In short, the criteria for attribution of artistic value, Modernist in origin or post-Modern in elaboration, are debated from a certain radical viewpoint. With a bearing worthy of Tristan Tzara, various artists lay claim to the possibility of the “ugly,” pushed perhaps to extremes (but who can say?) in the work of Sue Williams. The difference is that today, putting an end to the formalist ideology of the avant-garde leads to the question of the subject: a subject who insists on its own historicity in a period when one has forgotten to think -historically,“ given that history itself has been reduced to nostalgic pastiche, as Marcelo Es-pósito put it so well in his video project and catalogue statement. This thinking of ourselves as historians of ourselves gives rise to the category of the political, and, banally stated, to the supremacy of content over form, which, in turn, neutralizes inhibitions concerning expressive choices between the artistic and the ”nonartistic."

These developments have, in practice, sparked the creation of a new kind of “esthetic dimension,” behind which one reads a social dynamic, and behind which the mythologies and neuroses of a heterodirected imaginary are precisely defined. This could be seen in all the work by women—among them Angela Bulloch, Janine Antoni, Sylvie Fleury, and Smith, as well as in the surprising video by Cheryl Donegan—but it was also revealed in the pathological narcissism of Sean Landers and in the provocative sarcasm of Carsten Höller, both of whom are men.

First of all, these artists make a theme out of their own existential condition, which they face and analyze with political tools. Then they end up theorizing, prefiguring, or experimenting with a social role. On the one hand, new receivers are sought who, in an act of socialization and transformation of cognitive tools, subject the language of art to their own needs. This was the case with the installation by Luca Quartana, who worked with a community of convicts serving life terms, and it has been true for some time of the work of Peter Fend and the Premiata Ditta group. In another line of inquiry, the “system of painting”—its hypothesis of linguistic autonomy—was betrayed in the work of Rudolf Stingel, who “reduced” the Modernist monochrome to a gigantic piece of carpeting applied to the wall, which the public could touch and cover with gestural signs. The art system’s close ties to macrosystems of power, its ideological and self-legitimizing postulates, were investigated by Cercle Ramo Nash and by the Formento-Sossella team; likewise, the system’s economic presuppositions were probed by Maurizio Cattelan, who, hoping to make a profit, rented his stand to a perfume company, which installed a large billboard.
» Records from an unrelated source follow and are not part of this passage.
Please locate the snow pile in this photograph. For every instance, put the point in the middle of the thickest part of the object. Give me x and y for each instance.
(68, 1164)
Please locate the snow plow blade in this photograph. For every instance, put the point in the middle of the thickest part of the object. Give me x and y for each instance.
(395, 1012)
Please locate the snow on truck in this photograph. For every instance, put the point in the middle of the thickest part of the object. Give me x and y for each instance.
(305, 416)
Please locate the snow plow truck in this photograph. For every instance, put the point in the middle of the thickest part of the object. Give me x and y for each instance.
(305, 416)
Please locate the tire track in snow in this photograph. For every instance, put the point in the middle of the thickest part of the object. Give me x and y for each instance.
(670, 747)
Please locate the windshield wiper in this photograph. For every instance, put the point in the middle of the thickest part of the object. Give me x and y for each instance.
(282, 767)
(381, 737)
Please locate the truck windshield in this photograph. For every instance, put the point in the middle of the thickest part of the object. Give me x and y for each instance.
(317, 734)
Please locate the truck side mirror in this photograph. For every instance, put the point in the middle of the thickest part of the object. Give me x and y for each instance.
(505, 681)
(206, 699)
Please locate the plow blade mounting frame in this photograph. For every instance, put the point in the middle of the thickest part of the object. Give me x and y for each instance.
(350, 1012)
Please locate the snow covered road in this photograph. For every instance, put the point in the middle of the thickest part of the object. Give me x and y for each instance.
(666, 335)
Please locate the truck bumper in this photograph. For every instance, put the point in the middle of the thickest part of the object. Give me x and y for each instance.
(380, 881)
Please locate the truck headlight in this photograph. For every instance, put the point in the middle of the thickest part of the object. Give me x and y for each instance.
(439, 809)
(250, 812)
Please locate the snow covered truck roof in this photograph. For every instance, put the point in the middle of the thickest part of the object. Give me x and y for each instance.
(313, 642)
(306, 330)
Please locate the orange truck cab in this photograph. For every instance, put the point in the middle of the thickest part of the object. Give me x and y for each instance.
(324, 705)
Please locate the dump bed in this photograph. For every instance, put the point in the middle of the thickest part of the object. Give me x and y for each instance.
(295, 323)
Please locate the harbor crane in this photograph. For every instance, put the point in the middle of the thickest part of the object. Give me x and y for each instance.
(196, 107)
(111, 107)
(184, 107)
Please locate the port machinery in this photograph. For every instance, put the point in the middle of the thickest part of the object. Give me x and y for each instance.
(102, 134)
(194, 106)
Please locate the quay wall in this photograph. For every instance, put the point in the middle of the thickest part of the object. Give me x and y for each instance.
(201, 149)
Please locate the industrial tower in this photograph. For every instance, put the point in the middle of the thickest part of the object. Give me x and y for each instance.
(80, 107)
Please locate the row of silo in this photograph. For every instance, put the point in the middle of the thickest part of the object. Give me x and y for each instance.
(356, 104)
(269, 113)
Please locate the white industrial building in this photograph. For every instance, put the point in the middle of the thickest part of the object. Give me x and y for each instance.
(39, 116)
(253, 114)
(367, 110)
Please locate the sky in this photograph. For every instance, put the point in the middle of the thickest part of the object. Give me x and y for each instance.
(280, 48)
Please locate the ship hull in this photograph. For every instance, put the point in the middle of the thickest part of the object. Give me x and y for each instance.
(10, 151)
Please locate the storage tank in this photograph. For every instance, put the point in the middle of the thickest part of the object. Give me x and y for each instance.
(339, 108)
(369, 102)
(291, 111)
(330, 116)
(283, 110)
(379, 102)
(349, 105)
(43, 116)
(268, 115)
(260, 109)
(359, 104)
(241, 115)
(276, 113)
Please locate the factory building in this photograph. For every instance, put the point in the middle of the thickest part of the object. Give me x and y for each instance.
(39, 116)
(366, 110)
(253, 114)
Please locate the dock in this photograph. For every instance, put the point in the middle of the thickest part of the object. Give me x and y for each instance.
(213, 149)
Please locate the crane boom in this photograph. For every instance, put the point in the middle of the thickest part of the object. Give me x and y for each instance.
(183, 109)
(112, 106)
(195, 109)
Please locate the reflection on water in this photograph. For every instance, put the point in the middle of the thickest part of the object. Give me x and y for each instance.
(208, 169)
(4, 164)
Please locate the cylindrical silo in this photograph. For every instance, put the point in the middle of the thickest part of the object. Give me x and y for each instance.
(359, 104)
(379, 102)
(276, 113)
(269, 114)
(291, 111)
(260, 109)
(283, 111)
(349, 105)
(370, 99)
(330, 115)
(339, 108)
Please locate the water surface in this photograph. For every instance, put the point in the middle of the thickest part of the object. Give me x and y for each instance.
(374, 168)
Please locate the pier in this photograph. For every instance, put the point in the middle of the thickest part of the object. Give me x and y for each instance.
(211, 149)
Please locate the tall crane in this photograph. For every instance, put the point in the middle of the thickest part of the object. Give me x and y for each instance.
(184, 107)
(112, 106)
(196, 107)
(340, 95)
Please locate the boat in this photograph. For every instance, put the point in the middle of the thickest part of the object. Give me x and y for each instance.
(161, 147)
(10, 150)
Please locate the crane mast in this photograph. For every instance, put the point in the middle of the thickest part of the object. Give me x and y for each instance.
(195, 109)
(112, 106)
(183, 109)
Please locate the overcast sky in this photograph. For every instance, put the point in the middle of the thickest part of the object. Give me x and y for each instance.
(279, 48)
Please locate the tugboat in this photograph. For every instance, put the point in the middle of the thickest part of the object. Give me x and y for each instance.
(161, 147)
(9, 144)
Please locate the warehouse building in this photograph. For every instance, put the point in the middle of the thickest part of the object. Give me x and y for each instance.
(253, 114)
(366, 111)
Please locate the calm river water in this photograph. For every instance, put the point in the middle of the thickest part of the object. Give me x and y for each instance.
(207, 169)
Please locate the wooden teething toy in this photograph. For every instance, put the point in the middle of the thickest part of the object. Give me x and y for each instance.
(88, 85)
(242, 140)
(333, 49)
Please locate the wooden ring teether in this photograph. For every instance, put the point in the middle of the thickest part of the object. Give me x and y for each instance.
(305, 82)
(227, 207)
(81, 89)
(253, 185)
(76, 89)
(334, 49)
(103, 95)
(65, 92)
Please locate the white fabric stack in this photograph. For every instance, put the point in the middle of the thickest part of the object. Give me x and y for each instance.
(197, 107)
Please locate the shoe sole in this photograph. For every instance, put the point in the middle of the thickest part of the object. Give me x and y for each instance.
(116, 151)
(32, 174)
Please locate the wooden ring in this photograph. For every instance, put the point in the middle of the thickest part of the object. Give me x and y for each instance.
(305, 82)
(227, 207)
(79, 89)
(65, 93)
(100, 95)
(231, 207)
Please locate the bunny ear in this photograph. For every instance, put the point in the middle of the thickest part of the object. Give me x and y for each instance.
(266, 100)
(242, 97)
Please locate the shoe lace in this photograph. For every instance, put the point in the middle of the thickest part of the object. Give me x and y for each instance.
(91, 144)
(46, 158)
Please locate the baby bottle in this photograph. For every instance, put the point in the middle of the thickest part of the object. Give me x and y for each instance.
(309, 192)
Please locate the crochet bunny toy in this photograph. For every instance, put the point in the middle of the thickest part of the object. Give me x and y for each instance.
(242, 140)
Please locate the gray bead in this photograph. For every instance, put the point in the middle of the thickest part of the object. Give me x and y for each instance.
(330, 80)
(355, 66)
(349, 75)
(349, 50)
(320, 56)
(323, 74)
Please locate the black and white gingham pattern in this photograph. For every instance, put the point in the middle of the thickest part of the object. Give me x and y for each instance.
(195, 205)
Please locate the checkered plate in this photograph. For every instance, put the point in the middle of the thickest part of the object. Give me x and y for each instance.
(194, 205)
Perhaps the most emblematic work in this show, within the creative climate that the new tendencies are establishing, was the group of large boxes by Regina Moeller, an artist who works in an office to support herself. On large overturned boxes one could read statements about the alienating character of the living and working spaces that architecture has doled out to us (in reality and in fiction). Spilling from the boxes were piles of paper airplanes, which Moeller hoped visitors would fly. Here was both an alternative use of work time and an indication that the artistic avant-garde cannot help but be concerned with the political reality of the present.

Giorgio Verzotti is a writer who lives in Milan.

Translated from the Italian by Marguerite Shore.